This is a book of many treasures, but ultimately a book about love. Love of many kinds, let me add, besides the romantic, which is also beautifully depicted here. It is not an easy book to describe, since it deals with a multiplicity of events and contexts, all adding up to a richly detailed narrative.
Noreen and her mother Ruby are exceptionally close. Her father has walked out on the marriage even before Noreen was born. Ruby's older sister, Noreen's beloved Sonia Khala, has died a year ago, and Noreen is still trying to come to terms with her loss. Grief and loss are described with great empathy. Ruby's own relationship with her elderly parents, especially her mother, can be turbulent. When Ruby's employers want her to go to India for a year, our brand new high school graduate Noreen decides to take a gap year and accompany her mother. Sonia Khala, besides being a pathologist and a bass guitarist, was also very devout, and was fascinated by India, sharing with Noreen stories about Delhi that her own grandmother had told her. Visiting some of the places she had wanted to visit, like the shrine of Hazrat Nizamuddin Auliya in Delhi, would be a kind of pilgrimage for Noreen.
When Ruby and Noreen reach New Delhi, they discover a city with air so polluted that breathing itself is hazardous. Their very first purchase is of three air purifiers for the apartment they have rented. Noreen is pleasantly surprised to find that they have a cook cum cleaner coming in six days a week, a luxury unimaginable at home.
While Ruby gets busy with her work, Noreen finds a friend in Kabir, the son of a friend of a friend of her godfather, Adi Uncle, Ruby's best friend, and, perhaps, a surrogate father figure. (Noreen's actual encounter with her father and his second wife, some years earlier, is beyond surreal). The author, throughout the book, explores familial relationships with great sensitivity and deep insights, including the particular issues faced by migrants to the West and their often inevitable clashes with their offspring.
Kabir takes Noreen to a Delhi that is perhaps unfamiliar to many of its denizens. They first visit the ruins of Ferozeshah Kotla, where, motivated by Kabir, Noreen leaves a letter for the jinn, in which she actually manages to write, for the first time since losing her aunt, and expresses her feelings for her aunt, her grieving family, and herself. She is deeply affected by the place and its particular atmosphere of longing, grief, and unfulfilled dreams. There are subsequent visits to Nizamuddin, Tughlaqabad, and Jahanpanah, and other places, all beautifully described, all part of Noreen's personal growth, her budding romance with Kabir, and her personal pilgrimage.

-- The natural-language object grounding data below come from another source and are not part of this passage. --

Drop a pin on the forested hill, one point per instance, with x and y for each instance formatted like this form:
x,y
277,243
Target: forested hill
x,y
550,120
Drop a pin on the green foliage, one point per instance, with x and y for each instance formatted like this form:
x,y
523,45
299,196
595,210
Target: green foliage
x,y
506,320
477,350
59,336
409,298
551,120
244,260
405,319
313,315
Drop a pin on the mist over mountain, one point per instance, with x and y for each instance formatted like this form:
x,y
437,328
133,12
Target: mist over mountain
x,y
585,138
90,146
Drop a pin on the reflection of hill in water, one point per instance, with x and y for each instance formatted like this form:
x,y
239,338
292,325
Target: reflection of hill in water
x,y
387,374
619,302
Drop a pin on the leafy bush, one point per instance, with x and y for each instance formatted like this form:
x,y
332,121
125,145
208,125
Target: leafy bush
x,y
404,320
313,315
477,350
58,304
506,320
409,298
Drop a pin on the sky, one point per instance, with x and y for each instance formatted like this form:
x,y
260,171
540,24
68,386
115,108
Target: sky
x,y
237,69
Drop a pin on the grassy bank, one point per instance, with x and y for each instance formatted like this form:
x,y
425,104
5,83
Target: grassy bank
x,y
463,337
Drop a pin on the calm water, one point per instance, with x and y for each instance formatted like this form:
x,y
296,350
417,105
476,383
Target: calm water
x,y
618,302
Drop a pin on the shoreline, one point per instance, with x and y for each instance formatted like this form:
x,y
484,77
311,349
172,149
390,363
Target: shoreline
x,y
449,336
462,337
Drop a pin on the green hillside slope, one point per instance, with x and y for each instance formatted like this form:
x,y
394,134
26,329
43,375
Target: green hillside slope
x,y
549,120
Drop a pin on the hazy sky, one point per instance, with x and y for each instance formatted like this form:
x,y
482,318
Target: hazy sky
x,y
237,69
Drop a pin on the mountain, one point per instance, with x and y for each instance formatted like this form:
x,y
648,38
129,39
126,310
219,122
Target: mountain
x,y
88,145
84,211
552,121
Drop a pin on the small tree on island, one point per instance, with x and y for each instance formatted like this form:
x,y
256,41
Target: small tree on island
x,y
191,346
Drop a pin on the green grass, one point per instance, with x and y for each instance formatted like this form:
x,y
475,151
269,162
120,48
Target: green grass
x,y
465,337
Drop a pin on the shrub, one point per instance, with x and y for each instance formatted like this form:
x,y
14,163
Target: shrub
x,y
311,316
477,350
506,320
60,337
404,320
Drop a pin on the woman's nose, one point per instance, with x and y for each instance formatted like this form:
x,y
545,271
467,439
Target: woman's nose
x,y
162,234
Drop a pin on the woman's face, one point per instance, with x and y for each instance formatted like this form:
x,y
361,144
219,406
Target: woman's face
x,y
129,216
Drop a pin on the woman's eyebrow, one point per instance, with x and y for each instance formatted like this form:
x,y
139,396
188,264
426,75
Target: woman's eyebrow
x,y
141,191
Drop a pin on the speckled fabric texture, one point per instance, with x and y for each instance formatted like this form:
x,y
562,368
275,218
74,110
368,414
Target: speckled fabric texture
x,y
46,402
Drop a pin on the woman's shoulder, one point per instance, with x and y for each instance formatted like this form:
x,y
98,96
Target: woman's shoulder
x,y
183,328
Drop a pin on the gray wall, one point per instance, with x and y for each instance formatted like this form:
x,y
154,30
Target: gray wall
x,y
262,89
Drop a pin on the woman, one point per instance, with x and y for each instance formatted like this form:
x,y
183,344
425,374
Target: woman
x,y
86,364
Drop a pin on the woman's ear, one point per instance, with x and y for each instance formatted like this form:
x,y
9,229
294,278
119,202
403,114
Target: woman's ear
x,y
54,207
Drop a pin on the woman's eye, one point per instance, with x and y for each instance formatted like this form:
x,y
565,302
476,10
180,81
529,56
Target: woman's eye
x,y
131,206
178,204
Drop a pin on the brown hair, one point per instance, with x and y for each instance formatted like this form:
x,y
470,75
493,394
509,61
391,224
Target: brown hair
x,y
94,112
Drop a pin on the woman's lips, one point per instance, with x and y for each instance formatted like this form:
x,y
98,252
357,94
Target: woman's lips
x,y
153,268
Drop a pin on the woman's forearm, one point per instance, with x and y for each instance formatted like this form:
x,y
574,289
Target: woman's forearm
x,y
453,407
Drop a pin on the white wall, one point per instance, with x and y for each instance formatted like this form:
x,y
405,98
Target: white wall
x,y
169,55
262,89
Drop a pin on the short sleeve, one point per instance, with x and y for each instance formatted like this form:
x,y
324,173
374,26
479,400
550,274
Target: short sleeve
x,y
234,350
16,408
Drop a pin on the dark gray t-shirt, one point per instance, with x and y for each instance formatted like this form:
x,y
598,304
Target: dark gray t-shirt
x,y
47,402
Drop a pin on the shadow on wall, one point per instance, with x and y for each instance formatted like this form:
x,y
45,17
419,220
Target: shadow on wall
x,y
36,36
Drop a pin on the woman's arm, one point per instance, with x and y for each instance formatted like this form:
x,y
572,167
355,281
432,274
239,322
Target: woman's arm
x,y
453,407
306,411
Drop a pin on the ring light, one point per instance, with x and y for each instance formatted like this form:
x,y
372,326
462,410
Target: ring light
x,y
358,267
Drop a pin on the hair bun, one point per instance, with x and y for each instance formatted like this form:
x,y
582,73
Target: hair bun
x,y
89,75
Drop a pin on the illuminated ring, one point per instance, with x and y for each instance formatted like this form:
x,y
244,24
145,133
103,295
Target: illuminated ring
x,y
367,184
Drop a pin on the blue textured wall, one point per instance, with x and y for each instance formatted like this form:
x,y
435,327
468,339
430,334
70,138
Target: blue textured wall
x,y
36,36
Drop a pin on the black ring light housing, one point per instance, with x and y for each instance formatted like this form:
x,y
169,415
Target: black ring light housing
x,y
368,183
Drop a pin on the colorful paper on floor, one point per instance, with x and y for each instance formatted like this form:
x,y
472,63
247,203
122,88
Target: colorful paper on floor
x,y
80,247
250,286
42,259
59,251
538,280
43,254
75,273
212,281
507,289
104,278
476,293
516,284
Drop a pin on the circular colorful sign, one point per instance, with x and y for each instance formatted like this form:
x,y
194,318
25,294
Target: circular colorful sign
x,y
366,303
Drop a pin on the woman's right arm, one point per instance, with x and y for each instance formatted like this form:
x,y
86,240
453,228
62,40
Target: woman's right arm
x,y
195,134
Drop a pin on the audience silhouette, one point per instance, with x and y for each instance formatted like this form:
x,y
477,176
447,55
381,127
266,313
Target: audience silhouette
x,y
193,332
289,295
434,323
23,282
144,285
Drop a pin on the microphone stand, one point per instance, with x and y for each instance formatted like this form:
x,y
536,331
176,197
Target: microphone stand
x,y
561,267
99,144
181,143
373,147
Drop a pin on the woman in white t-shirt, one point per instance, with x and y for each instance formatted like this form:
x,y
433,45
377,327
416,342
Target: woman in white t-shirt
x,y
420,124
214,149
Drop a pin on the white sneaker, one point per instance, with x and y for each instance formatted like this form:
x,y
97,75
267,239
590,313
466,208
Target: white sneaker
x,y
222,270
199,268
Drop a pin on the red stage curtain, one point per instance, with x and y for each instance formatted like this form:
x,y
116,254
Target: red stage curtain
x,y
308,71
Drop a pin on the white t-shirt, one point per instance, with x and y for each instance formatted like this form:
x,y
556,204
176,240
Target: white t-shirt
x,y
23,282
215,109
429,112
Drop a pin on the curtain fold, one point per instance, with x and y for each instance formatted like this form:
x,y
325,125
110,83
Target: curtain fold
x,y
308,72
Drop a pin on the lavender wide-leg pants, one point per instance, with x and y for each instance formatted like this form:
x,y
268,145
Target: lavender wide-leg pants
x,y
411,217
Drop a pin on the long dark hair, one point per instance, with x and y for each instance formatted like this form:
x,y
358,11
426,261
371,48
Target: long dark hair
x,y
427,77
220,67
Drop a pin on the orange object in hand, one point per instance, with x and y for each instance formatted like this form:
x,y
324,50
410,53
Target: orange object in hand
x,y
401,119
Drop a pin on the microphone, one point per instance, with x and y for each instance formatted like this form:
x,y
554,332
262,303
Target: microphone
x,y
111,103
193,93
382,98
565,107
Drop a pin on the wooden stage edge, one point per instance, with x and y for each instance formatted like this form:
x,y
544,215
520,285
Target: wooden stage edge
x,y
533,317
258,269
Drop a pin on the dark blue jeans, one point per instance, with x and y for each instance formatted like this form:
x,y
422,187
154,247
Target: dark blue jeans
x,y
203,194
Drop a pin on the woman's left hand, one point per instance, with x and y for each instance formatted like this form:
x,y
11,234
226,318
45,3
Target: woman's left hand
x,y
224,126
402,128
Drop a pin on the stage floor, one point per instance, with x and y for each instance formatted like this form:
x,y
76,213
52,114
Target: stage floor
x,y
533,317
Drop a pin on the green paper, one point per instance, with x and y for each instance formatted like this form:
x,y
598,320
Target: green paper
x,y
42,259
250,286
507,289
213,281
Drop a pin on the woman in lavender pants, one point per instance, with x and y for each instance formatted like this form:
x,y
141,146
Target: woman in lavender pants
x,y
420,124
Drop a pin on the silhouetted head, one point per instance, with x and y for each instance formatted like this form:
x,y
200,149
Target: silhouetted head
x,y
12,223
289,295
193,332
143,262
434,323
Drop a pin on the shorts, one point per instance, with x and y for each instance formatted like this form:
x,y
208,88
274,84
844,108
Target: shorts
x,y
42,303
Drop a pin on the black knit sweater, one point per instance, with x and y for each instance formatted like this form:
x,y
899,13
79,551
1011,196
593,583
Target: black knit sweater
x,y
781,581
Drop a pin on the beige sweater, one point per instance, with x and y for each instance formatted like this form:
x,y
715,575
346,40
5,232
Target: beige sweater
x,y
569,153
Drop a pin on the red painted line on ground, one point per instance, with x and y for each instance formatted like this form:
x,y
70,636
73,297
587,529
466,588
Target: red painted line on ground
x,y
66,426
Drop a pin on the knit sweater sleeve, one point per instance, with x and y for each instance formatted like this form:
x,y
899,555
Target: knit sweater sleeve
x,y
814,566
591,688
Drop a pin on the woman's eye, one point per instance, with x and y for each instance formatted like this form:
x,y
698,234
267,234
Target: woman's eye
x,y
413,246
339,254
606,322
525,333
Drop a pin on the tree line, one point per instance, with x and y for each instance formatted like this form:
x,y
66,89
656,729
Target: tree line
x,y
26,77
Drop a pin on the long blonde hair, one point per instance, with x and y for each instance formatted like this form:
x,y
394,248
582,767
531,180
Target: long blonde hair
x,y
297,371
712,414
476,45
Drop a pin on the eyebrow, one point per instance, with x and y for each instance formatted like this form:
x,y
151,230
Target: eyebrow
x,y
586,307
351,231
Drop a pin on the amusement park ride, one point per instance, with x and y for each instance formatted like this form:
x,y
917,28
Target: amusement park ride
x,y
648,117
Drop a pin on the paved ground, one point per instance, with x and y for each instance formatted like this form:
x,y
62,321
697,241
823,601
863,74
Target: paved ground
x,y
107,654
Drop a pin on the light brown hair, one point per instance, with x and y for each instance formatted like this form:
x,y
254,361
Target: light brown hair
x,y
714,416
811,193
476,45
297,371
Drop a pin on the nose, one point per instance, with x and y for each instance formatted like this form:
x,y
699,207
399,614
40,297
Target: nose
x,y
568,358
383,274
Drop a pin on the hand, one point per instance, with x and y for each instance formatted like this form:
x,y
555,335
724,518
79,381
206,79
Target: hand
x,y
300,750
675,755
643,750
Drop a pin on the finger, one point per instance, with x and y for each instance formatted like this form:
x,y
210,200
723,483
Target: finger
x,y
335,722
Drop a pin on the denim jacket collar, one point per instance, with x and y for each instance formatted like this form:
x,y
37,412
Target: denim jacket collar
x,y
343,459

Some of it is so deeply spiritual that you cannot help but be intensely moved.
Owing to visa issues, the mother and daughter only have three months in India, which scuttles many of their travel plans. However, they do make a little social niche for themselves, exploring the world of art and artists, and making friends. The topical Me Too movement features, along with its impact on the families of the "Me Too-ed."
The mood of the city is captured in all its beauty and ugliness. The rising communal tensions and the awareness of gender violence are harsh realities that Noreen has to contend with.
Although the book is fast paced and written with a light touch, and some delightful humour, I found myself often floored by the sheer wisdom I encountered.
Yes, Noreen is an outsider to Delhi, and her perspective is definitely very Western. Her eye is critical , yet not unkind. In her own words, I read somewhere that for each thing that is true about India, the opposite is also true. I'd add that for each thing you may not like about India, you will find something to like as much. or more.....When you return to America, your lungs may be grateful, but your heart will be incredibly sad.